Shierra Leoneで働いていた27歳の英国人看護婦が1985年2月9日発症,2月末に症状が悪化した。3月5日の血液と尿および10日(帰国後)の材料からウイルスが分離された。3月8日特別機のアイソレーターで英国に送還,Ham Green病院の高度安全ユニットに収容された。接触者(一緒に帰国した家族および医療スタッフ)は3月29日まで監視され,全員無事だった。

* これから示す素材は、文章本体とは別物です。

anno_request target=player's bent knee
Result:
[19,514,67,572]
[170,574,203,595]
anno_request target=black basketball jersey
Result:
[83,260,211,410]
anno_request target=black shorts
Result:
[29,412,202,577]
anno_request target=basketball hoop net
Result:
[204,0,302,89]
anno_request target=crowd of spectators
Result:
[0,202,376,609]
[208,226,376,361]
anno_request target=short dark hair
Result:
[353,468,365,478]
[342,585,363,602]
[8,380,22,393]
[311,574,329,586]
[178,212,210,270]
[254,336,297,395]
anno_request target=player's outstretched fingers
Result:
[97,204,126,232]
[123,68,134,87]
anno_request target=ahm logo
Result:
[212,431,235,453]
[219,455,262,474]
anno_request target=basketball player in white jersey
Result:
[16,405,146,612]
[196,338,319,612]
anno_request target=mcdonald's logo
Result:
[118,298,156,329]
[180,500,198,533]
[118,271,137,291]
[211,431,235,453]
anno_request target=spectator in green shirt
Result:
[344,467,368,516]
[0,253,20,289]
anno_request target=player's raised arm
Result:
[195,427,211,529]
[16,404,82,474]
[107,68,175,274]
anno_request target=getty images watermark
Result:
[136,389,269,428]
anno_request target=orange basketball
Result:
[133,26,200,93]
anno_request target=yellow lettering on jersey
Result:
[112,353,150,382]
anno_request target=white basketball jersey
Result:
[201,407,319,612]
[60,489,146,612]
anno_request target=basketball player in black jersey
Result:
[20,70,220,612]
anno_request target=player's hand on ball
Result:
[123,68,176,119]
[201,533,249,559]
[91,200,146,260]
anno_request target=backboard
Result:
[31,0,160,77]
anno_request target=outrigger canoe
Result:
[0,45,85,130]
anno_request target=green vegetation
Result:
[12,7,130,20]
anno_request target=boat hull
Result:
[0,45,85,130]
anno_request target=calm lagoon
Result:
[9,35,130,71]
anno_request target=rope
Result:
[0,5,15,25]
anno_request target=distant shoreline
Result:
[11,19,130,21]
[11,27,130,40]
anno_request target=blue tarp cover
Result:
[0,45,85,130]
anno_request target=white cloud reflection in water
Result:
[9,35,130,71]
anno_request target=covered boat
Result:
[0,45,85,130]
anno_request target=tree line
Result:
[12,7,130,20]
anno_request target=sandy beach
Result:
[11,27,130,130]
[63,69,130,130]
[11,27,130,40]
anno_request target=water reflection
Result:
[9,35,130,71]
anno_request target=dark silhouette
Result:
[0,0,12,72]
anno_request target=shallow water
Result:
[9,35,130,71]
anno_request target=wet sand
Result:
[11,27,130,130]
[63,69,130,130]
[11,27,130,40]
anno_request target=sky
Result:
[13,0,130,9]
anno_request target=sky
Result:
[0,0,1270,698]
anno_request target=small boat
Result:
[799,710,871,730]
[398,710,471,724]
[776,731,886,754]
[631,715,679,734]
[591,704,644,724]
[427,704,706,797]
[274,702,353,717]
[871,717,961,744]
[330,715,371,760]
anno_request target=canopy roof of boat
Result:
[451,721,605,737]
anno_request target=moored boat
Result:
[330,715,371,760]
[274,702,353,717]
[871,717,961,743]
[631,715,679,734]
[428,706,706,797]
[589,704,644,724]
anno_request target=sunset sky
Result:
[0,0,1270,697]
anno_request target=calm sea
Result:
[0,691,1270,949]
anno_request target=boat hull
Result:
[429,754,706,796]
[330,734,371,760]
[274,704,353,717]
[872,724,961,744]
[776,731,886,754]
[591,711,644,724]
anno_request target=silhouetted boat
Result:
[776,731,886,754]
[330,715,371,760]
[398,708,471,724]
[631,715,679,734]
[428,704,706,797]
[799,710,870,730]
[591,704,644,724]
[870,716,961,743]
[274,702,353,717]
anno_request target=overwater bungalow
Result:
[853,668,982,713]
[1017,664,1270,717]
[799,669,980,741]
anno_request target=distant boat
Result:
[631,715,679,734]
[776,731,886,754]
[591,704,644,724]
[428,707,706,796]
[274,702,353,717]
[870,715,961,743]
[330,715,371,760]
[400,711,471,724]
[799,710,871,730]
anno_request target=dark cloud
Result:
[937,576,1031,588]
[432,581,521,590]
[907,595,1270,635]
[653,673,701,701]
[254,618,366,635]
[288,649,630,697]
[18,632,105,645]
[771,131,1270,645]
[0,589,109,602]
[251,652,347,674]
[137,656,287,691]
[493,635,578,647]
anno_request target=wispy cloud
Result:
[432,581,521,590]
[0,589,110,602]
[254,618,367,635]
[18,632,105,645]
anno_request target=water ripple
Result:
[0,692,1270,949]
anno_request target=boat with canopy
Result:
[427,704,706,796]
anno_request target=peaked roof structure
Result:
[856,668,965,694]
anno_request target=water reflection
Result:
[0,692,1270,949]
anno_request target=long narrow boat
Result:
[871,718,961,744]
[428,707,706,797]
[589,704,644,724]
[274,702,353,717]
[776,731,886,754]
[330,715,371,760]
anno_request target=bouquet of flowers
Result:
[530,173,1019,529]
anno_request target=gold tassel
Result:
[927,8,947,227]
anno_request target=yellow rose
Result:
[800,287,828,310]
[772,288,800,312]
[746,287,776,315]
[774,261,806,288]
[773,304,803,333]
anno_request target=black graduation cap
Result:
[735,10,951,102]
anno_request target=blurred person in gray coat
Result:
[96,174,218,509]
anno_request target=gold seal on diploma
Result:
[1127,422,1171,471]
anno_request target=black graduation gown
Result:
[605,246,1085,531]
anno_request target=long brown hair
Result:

この例は英国に輸入された10番目のラッサ患者で,英国へのアイソレーター輸送の第1号である。他の9例はすべて定期便で運ばれた。輸送時の状況は,4は発症中,2は潜伏期,3は回復期だった。感染伝播の報告はない。

5例は看護婦または医師,他の5例は西アフリカの田園地区に在住した者。大きい町や市への訪問者や行楽客の罹患報告はない。感染源のラットはふつうこのような地域にはいないので,旅行者の危険性は無視しうる。齧歯類の感染は主にヒト感染がおこっている地域に局在しているので,多分,皮膚や粘膜の傷のラット尿汚染によって感染するとみられる。また,これらの地域の病院では,医療スタッフが患者から偶発的事故で感染するのだろう。上記経験は空気伝播はまれで例外的であることを示している。